Demonstrating additional property attributes besides the inverse functional property would also be valuable. In a demo similar to this one, I added data indicating which entry represented the spouse of which other entry. With Jane Smith's entry pointing to Joe Smith as her spouse, "spouse" being defined as a symmetric property, and no home phone number or spouse listed for Joe, I could still query for his home phone number and get Jane's because I had defined a rule saying that if someone didn't have a home phone number but their spouse did, then a query for that person's home phone number should return the spouse's number.

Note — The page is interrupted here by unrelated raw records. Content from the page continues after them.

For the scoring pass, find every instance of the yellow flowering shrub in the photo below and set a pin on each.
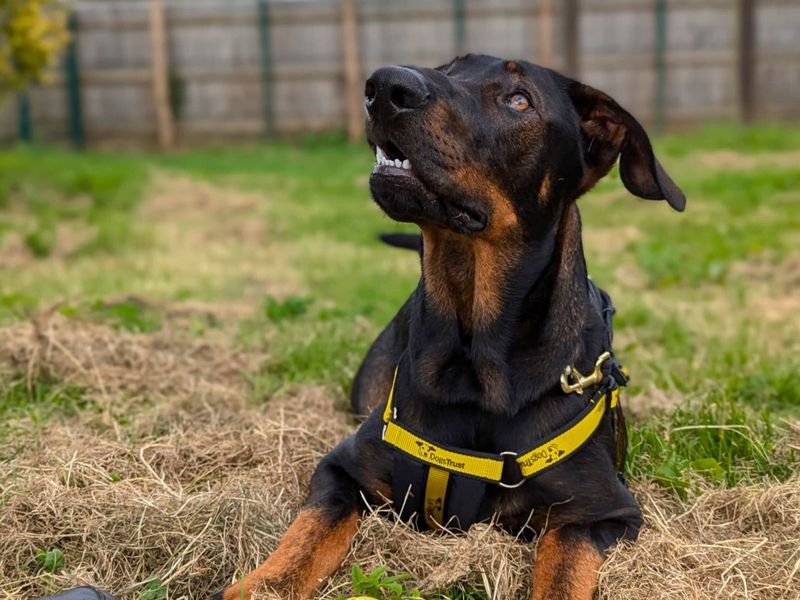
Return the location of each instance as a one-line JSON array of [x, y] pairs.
[[32, 34]]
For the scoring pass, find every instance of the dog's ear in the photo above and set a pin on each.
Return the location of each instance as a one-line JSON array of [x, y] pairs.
[[610, 131]]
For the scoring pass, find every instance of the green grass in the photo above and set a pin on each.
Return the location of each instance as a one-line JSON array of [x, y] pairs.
[[691, 323]]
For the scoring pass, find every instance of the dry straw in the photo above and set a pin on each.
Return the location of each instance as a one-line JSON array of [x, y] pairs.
[[179, 477]]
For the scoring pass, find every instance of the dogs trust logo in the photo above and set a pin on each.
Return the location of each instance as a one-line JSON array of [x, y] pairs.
[[549, 454], [428, 453]]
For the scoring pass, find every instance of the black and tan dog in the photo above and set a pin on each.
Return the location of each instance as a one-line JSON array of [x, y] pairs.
[[472, 412]]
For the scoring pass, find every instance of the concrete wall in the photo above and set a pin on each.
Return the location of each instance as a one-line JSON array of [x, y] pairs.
[[218, 80]]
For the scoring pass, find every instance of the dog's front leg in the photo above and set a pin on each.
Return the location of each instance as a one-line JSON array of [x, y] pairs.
[[566, 565], [314, 545]]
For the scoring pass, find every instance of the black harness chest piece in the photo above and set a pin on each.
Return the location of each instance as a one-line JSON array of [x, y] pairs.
[[447, 486]]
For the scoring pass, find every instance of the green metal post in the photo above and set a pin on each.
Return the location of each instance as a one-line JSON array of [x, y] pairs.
[[459, 25], [25, 126], [659, 64], [571, 17], [265, 47], [73, 80]]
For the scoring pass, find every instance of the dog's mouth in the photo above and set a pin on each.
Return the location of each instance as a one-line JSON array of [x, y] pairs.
[[392, 161], [404, 196]]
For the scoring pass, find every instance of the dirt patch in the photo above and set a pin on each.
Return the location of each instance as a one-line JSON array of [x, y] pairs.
[[610, 241], [730, 160], [110, 363], [740, 543]]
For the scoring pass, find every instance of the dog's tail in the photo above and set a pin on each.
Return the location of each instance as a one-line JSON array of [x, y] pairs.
[[409, 241]]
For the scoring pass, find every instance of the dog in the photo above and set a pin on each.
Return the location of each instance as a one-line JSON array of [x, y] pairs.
[[477, 406]]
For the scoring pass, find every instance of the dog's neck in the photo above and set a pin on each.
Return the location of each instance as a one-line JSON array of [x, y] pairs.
[[498, 319]]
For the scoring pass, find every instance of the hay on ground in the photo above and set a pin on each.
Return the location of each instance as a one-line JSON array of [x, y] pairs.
[[199, 488]]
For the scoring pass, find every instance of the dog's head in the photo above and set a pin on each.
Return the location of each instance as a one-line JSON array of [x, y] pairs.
[[482, 143]]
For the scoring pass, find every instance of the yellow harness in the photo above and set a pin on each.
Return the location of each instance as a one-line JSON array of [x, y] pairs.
[[444, 461]]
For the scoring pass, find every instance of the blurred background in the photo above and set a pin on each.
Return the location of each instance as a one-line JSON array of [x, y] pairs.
[[185, 71], [190, 276]]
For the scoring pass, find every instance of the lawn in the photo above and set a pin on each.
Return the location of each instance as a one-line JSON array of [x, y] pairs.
[[178, 335]]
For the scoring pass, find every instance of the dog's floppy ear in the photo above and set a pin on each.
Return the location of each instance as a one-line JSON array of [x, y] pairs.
[[610, 131]]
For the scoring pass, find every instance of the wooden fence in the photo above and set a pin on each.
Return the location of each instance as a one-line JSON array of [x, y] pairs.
[[149, 71]]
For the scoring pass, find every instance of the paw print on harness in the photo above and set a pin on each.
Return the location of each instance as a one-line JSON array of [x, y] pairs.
[[553, 453], [425, 450]]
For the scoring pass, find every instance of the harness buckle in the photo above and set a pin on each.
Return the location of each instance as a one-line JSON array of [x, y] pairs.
[[580, 382], [511, 486]]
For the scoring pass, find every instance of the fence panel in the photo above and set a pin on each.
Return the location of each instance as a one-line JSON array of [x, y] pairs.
[[230, 78]]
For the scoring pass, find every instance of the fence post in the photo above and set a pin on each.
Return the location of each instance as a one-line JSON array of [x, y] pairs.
[[73, 82], [546, 53], [659, 64], [747, 59], [24, 124], [159, 70], [265, 59], [459, 26], [352, 70], [570, 19]]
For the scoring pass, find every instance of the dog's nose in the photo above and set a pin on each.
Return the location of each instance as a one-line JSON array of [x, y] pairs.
[[391, 90]]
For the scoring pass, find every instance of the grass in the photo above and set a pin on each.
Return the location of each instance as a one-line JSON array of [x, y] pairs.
[[270, 251]]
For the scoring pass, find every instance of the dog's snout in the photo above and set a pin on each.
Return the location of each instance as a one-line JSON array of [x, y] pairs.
[[391, 90]]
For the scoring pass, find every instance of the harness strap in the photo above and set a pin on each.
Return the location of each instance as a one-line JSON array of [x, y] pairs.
[[488, 466]]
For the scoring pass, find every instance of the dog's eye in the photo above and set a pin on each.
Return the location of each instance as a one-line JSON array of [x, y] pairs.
[[519, 102]]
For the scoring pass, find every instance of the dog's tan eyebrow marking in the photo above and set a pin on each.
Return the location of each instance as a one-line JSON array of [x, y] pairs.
[[545, 188]]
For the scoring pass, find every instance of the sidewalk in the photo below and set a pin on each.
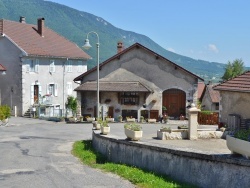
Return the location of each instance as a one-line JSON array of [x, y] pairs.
[[205, 146]]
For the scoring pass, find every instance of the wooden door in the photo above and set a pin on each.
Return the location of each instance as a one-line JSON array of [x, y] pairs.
[[175, 102], [154, 114], [36, 96], [111, 111]]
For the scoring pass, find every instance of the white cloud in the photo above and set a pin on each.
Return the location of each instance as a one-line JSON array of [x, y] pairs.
[[171, 49], [213, 48]]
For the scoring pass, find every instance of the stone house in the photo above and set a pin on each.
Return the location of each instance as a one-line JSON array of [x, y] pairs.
[[41, 66], [137, 82], [235, 98], [210, 98]]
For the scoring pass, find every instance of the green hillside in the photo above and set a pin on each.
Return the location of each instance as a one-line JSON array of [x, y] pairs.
[[74, 25]]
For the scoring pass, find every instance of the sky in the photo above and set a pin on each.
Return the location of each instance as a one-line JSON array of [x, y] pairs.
[[213, 30]]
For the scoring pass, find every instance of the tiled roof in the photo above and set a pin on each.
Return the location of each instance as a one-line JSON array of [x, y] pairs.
[[51, 44], [240, 83], [2, 68], [113, 86], [136, 45], [214, 95], [201, 87]]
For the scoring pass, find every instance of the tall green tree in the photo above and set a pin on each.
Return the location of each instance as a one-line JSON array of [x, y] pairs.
[[233, 69]]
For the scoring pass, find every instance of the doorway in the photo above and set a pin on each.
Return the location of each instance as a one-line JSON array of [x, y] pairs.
[[36, 94], [175, 102]]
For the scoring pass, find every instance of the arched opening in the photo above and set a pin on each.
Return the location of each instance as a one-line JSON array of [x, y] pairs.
[[175, 102]]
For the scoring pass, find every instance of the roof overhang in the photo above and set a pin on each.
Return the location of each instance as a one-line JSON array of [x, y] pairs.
[[114, 87]]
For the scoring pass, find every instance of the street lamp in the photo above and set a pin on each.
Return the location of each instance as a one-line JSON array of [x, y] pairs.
[[87, 46]]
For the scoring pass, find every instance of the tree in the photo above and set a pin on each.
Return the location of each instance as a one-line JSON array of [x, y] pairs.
[[233, 69]]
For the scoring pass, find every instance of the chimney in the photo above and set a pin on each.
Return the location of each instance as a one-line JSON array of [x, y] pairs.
[[40, 26], [119, 46], [22, 19]]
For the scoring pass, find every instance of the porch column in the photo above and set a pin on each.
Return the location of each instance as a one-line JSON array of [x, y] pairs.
[[192, 122]]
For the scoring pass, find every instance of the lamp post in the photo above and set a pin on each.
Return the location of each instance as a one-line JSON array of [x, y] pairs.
[[87, 46]]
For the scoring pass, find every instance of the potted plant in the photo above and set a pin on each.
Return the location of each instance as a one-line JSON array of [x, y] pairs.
[[133, 131], [110, 119], [5, 113], [239, 142], [120, 118], [105, 128], [130, 119], [165, 129], [90, 119], [141, 119], [151, 120]]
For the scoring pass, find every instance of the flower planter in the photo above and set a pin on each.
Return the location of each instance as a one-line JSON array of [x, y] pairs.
[[130, 119], [96, 125], [110, 119], [105, 130], [90, 119], [133, 135], [238, 146], [151, 120]]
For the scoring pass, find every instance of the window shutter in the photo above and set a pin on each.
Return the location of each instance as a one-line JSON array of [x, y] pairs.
[[56, 93], [32, 94], [37, 65], [40, 90], [47, 89], [28, 66]]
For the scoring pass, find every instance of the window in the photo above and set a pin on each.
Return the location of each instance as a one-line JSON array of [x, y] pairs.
[[69, 66], [69, 88], [32, 65], [52, 89], [52, 67], [129, 98], [79, 66]]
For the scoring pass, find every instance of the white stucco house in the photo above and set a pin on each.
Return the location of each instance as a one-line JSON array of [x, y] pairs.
[[137, 82], [40, 64]]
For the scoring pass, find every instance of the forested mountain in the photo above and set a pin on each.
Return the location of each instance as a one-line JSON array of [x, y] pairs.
[[74, 25]]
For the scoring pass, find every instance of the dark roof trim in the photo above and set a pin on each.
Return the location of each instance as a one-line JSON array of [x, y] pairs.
[[114, 87], [137, 45]]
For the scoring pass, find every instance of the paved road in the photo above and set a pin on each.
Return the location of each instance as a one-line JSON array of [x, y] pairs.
[[37, 153]]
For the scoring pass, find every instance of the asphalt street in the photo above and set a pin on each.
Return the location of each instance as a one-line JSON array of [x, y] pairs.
[[37, 153]]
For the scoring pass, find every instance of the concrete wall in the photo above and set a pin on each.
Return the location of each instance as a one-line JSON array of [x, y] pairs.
[[16, 84], [234, 103], [199, 169], [158, 74]]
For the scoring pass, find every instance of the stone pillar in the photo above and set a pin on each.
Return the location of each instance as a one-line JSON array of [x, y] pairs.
[[192, 122]]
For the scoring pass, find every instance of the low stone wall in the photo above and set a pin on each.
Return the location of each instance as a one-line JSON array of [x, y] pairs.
[[198, 169], [179, 134]]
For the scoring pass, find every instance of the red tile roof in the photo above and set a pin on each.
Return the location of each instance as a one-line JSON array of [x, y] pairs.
[[51, 44], [240, 83], [113, 86], [136, 45], [2, 68]]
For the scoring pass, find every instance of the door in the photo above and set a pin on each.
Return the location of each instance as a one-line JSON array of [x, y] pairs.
[[111, 111], [175, 102], [154, 114], [36, 94]]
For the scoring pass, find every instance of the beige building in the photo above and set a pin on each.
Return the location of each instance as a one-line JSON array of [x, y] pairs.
[[235, 98], [41, 66], [137, 82]]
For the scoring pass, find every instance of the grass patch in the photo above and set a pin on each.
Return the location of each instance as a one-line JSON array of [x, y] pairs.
[[141, 178]]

The definition of such rules are not a standard part of OWL, but Pellet supports them, and work toward a standard definition of such a rule language is underway .
To enhance data by adding metadata to it, a full dump of the data is not very practical. Instead of dumping all of the
relational data to an RDF representation each time the database is changed in order to allow Pellet to query an
up-to-date data/metadata combination, it would be nice to translate SPARQL queries on the fly to SQL queries, letting
us issue SPARQL queries directly against the relational data. This, in fact, is what D2RQ does, but D2RQ currently
offers no way to load ontology triples into the knowledge base along with the relational data, unless you want to try
storing the OWL statements in a relational table, which could be very interesting. D2RQ isn't the only project making
such technology available, but it is free, and as more software supports SPARQL and OWL, the combination will provide
us with some great new possibilities in getting more out of our relational databases.